13      À l’appui de sa demande, la République tunisienne fait valoir qu’elle a créé, par le décret‑loi n° 2011‑15 du 26 mars 2011, le « comité national du recouvrement des biens mal acquis existants à l’étranger » (ci‑après, le « comité national ») lequel « coordonne et, le cas échéant, conduit les procédures de recouvrement des biens transférés, acquis, détenus ou contrôlés, directement ou indirectement, à l’étranger et dans des conditions illégales ou ayant porté ou pouvant porter atteinte au patrimoine ou aux intérêts financiers de l’État, ou des collectivités locales ou des établissements et entreprises publics, par Zine El Abidine Ben Haj Hamda Ben Haj Hassen Ben Ali, l’ancien président de la République, son épouse, ses enfants, toute personne ayant des liens familiaux ou d’alliance avec eux et toute personne leur ayant apporté son concours ou ayant bénéficié sans droit de leurs actions ».

14      La République tunisienne relève que, d’une part, il existe une profonde convergence entre les objectifs assignés au comité national et les objectifs poursuivis par les actes de l’Union mis en cause dans la présente affaire, dans la mesure où le recouvrement des « biens mal acquis », fruit du « détournement de fonds publics tunisiens » doit nécessairement passer par le gel de ces biens.

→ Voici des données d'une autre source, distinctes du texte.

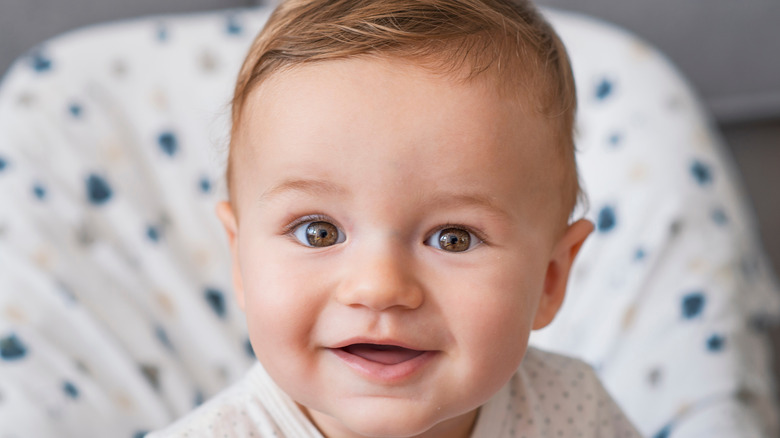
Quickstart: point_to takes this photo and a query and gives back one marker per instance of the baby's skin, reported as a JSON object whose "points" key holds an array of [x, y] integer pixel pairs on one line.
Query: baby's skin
{"points": [[396, 235]]}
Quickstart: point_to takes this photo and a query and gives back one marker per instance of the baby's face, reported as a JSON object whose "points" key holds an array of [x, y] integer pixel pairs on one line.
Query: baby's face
{"points": [[392, 244]]}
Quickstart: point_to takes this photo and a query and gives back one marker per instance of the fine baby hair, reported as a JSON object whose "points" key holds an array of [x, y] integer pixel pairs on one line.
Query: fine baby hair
{"points": [[401, 178], [507, 41]]}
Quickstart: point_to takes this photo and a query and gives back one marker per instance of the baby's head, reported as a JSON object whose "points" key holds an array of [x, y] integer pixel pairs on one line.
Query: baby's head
{"points": [[401, 178]]}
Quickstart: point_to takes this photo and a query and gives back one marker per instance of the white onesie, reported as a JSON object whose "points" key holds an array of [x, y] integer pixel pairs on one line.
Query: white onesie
{"points": [[549, 396]]}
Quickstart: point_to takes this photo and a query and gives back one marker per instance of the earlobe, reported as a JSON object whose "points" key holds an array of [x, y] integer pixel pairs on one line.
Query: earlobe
{"points": [[558, 271], [228, 218]]}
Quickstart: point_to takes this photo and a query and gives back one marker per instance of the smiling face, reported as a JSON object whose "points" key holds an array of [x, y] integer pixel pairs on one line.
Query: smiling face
{"points": [[392, 245]]}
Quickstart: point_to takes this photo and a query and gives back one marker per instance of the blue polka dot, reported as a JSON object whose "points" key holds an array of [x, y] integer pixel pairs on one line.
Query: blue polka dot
{"points": [[162, 336], [692, 305], [11, 348], [248, 347], [40, 62], [75, 110], [204, 184], [232, 26], [716, 343], [719, 216], [70, 390], [604, 89], [168, 143], [663, 433], [701, 172], [216, 300], [153, 233], [39, 191], [98, 190], [606, 220]]}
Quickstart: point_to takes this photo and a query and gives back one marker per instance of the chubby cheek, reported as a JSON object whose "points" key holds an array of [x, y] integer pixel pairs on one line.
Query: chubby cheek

D’autre part, la République tunisienne considère qu’elle a un intérêt évident à ce que les proches de l’ancien président M. Ben Ali et de son épouse ne puissent pas profiter des biens prétendument acquis au détriment du peuple tunisien lesquels doivent être restitués au patrimoine de l’État tunisien.

15      Le requérant a émis des objections s’agissant de la demande d’intervention de la République tunisienne. Il fait remarquer que son recours tend à l’annulation de mesures imposées par l’Union européenne, qui ont pour effet de geler, à l’intérieur de l’Union, les fonds et ressources à sa disponibilité. Lesdites mesures ne conduiraient pas à un transfert de fonds à la République tunisienne ou au comité national et ne produiraient aucun effet juridique à leur égard. Par conséquent, il ne saurait être soutenu que la République tunisienne serait directement affectée par le dispositif de l’arrêt du Tribunal à intervenir dans la présente affaire, ou que ses intérêts seraient protégés par un tel arrêt faisant droit aux conclusions du Conseil.

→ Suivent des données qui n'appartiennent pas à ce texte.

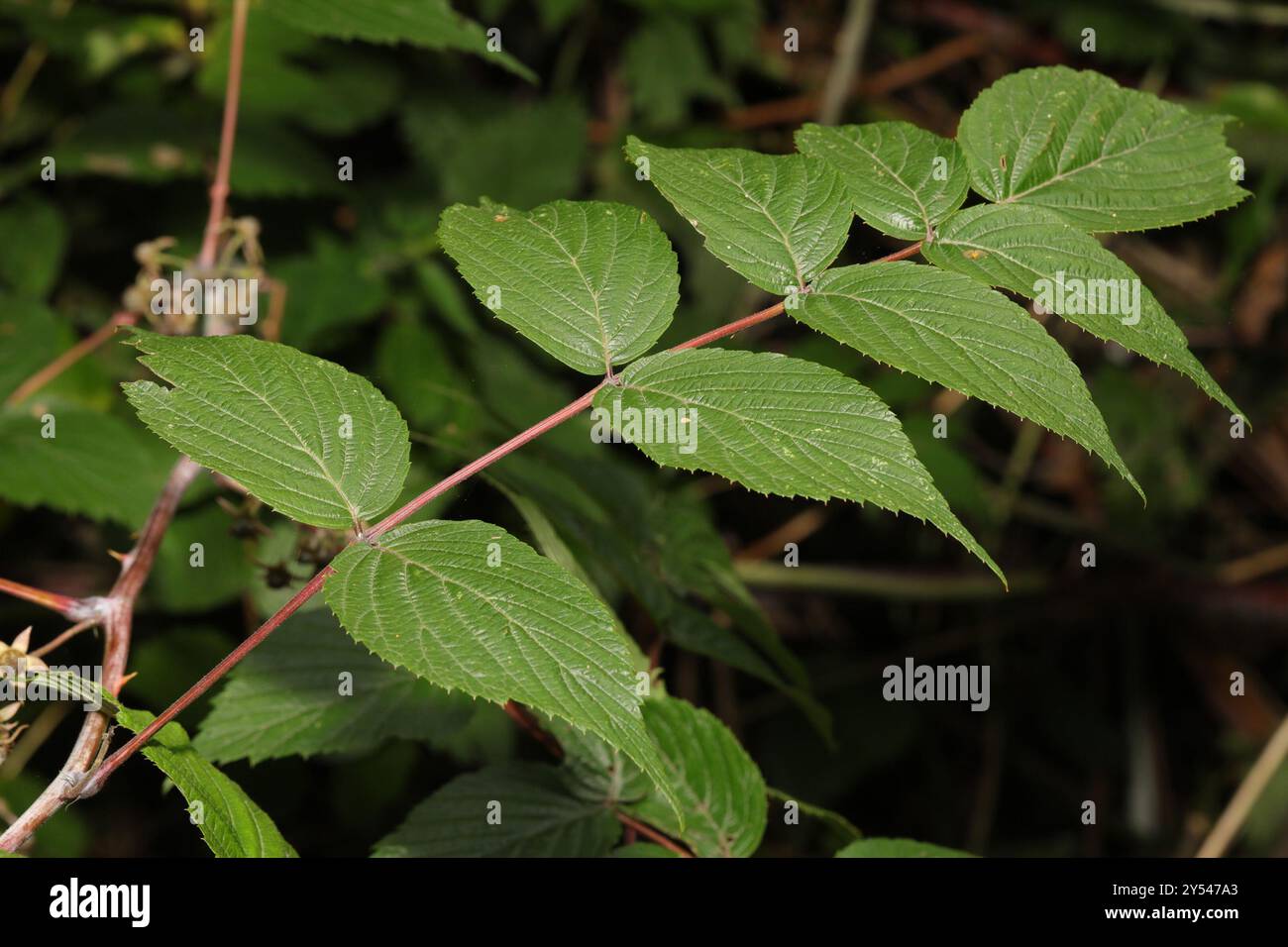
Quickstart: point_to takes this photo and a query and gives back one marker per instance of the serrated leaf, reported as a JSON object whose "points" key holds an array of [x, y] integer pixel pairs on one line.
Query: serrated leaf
{"points": [[1018, 248], [224, 570], [424, 596], [662, 549], [231, 822], [288, 698], [956, 333], [428, 24], [274, 420], [901, 179], [97, 466], [719, 785], [784, 425], [776, 219], [511, 810], [1104, 158], [595, 771], [591, 282], [661, 97], [898, 848]]}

16      Dans ses observations sur la demande d’intervention de la République tunisienne, le Conseil n’a pas émis d’objections contre une telle intervention.

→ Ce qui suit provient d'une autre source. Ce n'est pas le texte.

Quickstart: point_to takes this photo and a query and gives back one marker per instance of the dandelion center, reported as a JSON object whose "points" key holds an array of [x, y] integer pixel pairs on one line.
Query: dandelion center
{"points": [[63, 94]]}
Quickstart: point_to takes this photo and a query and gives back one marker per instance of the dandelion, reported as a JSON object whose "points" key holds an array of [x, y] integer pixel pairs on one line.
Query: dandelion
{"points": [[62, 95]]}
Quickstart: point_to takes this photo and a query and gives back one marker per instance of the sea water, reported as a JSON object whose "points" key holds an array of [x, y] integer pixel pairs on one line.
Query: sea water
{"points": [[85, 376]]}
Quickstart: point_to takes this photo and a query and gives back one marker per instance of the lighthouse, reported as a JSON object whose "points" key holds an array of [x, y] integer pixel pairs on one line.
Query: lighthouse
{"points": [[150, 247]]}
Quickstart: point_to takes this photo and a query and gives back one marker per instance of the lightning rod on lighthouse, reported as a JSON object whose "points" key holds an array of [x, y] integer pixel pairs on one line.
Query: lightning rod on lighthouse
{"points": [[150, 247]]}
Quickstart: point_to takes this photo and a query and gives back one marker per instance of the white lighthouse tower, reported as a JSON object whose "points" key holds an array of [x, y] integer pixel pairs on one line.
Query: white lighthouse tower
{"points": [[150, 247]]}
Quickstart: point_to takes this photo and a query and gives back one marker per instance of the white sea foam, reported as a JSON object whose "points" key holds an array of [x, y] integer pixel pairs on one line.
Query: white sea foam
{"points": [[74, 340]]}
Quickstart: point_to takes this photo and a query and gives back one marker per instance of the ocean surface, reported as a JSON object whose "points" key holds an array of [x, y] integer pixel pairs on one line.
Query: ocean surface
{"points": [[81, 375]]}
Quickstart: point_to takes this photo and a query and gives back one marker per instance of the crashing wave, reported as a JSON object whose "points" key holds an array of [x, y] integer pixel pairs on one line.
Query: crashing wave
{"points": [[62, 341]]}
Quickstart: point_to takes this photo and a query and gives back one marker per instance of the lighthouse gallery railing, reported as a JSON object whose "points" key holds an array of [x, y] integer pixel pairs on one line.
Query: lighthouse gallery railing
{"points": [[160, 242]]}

 Appréciation du président

17      Il résulte d’une jurisprudence constante que la notion d’intérêt à la solution du litige, au sens de l’article 40, deuxième alinéa, du statut de la Cour de justice, doit se définir au regard de l’objet même du litige et s’entendre comme un intérêt direct et actuel au sort réservé aux conclusions elles-mêmes, et non comme un intérêt par rapport aux moyens soulevés. En effet, par « solution » du litige, il faut entendre la décision finale demandée au juge saisi, telle qu’elle serait consacrée dans le dispositif de l’arrêt. Il convient, notamment, de vérifier que l’intervenant est touché directement par l’acte attaqué et que son intérêt à la solution du litige est certain (ordonnances du Tribunal du 25 février 2003, BASF/Commission, T‑15/02, Rec. p. II‑213, point 26 et du 13 avril 2010, Vtesse Networks/Commission, T‑54/07, non publiée au Recueil, point 30).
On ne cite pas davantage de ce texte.